A la mañana
siguiente vuelvo al hospital y en la habitación de Adela me recibe un tipo con
pinta de etíope que me pregunta si soy la jefa de planta, porque su hermana
tiene un problema. Me identifico y no parece haber problema por ningún lado.
Saludo a la convaleciente y me siento a su lado, al parecer se encuentra mucho
mejor y es posible que al día siguiente le den el alta. Su hermano ha salido al
pasillo, y aprovecho el momento para decirle que no se parecen nada, a lo que
ella me contesta con un gesto que puede significar lo que yo ella quiera o no
significar nada. Una forma elegante de no responder. En esos momentos pienso
que quizás ni siquiera son familia, y que quizás se trata de un amante. Adela
es terriblemente reservada y tampoco me extrañaría. Cuando vuelve Eulogio, que
así se llama el africano, parece bastante alterado y dice que no encuentra a
ninguna enfermera y que eso no es normal. Le digo que tengo la impresión de que
no frecuenta demasiado los hospitales públicos, y él cambia de inmediato de
tema y me dice que en su opinión el hecho de que la producción de sidra se
limite a Asturias le parece una vergüenza porque manzanos, lo que se dice
manzanos, podrían cultivarse en todo el norte de el país, y la sidra ser un
producto exportable por todo el mundo como hace Francia con el Möet Chandon,
por poner un ejemplo de calidad. “Es lo que han hecho los italianos con la
pizza que ahora se fabrica y se vende por todo el mundo”. Le digo que sí para
ver si se calla, y añado que aún con más posibilidades me parecen el gazpacho y
la paella. E incluso el salmorejo. El tipo parece haber captado la indirecta, y
a partir de ese momento se sienta en el único sillón de la habitación y no
vuelve a abrir la boca.
Adela que nos ha
estado observando como si se tratara de un partido de tenis, me dice que en un
par de días piensa volver a la playa y espera que yo la acompañe. Le respondo
que cuente conmigo, y ella añade de inmediato que mejor iremos a otra hasta que
no cambie el paisaje, como me dijo el otro día. El actual no lo soporta, y
piensa escribir una carta al alcalde la pedanía proponiéndoselo, añadiendo que
sin duda sería una atracción turística de primer grado. “Y si tú quieres que
vayamos a la misma, utilizamos otro recorrido”, concluye con firmeza sin darme
ninguna opción, como por ejemplo, hacer el trayecto con los ojos cerrados o con
antifaz, que era lo que se me había ocurrido de buenas a primeras. En cualquier
caso soy consciente de que ese tema no me interesa, y que mi verdadero problema
en esos instantes para volver a ir a la playa es si debo o no debo utilizar la
sombrilla. Hacerlo con poco sol es una necedad, pero dejarla sobre la arena es
un asco, porque luego debo pasarme un buen rato quitándosela, y no digamos nada
si hay un poco de viento.
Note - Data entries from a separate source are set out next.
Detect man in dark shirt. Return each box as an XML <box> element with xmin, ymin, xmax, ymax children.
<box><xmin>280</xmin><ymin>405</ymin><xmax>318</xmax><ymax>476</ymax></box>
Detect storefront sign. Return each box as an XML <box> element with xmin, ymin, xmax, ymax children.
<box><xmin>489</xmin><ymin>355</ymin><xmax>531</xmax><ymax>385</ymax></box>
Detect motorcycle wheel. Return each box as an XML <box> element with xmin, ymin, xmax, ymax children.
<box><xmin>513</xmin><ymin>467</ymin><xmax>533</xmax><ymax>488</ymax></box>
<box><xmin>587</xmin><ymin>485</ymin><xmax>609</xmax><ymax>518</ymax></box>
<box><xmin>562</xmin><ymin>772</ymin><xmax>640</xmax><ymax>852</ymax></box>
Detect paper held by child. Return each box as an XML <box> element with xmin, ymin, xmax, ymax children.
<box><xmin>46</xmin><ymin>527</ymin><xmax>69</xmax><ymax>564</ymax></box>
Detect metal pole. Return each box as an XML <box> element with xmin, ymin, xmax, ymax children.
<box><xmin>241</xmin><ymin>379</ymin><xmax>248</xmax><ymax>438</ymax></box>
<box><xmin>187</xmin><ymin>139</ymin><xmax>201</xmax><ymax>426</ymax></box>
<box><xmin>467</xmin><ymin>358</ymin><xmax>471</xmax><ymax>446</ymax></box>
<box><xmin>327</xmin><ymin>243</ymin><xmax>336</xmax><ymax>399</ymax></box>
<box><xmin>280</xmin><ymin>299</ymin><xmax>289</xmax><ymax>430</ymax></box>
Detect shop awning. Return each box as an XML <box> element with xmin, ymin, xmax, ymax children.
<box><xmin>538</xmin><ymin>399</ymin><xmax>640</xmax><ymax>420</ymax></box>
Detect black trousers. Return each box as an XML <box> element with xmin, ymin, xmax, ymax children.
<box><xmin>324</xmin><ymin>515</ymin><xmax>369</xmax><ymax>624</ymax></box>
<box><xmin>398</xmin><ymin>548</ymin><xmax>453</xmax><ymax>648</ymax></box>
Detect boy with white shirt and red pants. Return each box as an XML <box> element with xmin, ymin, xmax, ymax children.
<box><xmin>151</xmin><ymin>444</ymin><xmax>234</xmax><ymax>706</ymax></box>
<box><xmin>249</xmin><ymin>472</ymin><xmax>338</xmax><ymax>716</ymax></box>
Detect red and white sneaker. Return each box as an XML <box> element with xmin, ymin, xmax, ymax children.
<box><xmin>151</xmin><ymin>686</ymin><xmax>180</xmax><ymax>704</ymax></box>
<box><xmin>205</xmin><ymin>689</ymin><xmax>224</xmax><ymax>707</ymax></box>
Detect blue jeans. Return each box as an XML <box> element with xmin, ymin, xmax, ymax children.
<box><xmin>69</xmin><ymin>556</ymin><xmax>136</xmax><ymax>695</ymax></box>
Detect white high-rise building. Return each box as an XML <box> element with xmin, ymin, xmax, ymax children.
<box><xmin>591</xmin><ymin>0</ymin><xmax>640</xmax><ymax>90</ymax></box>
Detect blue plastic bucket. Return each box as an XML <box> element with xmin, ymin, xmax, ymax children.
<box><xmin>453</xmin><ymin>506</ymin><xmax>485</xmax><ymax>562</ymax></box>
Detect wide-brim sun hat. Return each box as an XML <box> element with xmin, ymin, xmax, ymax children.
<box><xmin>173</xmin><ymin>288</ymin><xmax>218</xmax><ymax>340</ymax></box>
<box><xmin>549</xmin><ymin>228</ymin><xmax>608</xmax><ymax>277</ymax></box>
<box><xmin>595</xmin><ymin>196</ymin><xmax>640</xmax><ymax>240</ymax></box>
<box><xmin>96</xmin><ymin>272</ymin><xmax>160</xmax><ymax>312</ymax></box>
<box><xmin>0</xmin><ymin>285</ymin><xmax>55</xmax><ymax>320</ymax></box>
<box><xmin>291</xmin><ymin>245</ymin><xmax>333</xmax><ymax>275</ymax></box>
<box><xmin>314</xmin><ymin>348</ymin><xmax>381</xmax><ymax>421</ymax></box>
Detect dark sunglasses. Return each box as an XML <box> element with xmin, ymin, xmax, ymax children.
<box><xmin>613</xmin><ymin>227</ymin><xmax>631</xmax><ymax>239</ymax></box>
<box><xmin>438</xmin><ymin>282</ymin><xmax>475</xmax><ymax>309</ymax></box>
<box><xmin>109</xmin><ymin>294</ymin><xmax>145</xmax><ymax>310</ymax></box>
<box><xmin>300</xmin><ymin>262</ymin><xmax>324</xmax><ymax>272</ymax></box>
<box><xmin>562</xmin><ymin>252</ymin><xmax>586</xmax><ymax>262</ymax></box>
Doy por supuesto de que en caso de nublado o sol
tibio tenerla puesta es una idiotez, aunque se me acaba ocurriendo que quizás
sea una forma de colaborar para tener una visión más estética de la playa, lo
que de alguna manera me alivia
Soy de nuevo
consciente del bajo nivel de mis pensamientos (y de los de Adela y su hermano,
por cierto), pero al mismo tiempo me tranquilizo pensando que la gente como yo,
que solo se ocupa de las cosas menores, somos personas incapaces de hacer el
mal, algo que sin embargo no ocurre con los grandes pensadores, los que se
ocupan de la economía, la geoestrategia o simplemente de la filosofía, pues al
cabo de cierto tiempo, más bien pronto que tarde, ellos o quienes les
interpretan acaban organizando unos conflictos terribles que suelen terminar en
unas guerras espantosas. Y el que no me
crea que se acuerde de Hegel, Marx o Maquiavelo, cuyas doctrinas han originados
grandes catástrofes internacionales que han terminado en unas escabechinas de
aúpa. “Small is beautiful”, me digo para mis adentros recordando a Schumacher
(me suena de algo, pero no sé de qué), y me voy sin despedirme. A saber lo que
pasará por la noche en esa habitación del hospital, donde el que dice ser
hermano de Adela, al parecer se va a quedar a dormir de acompañante.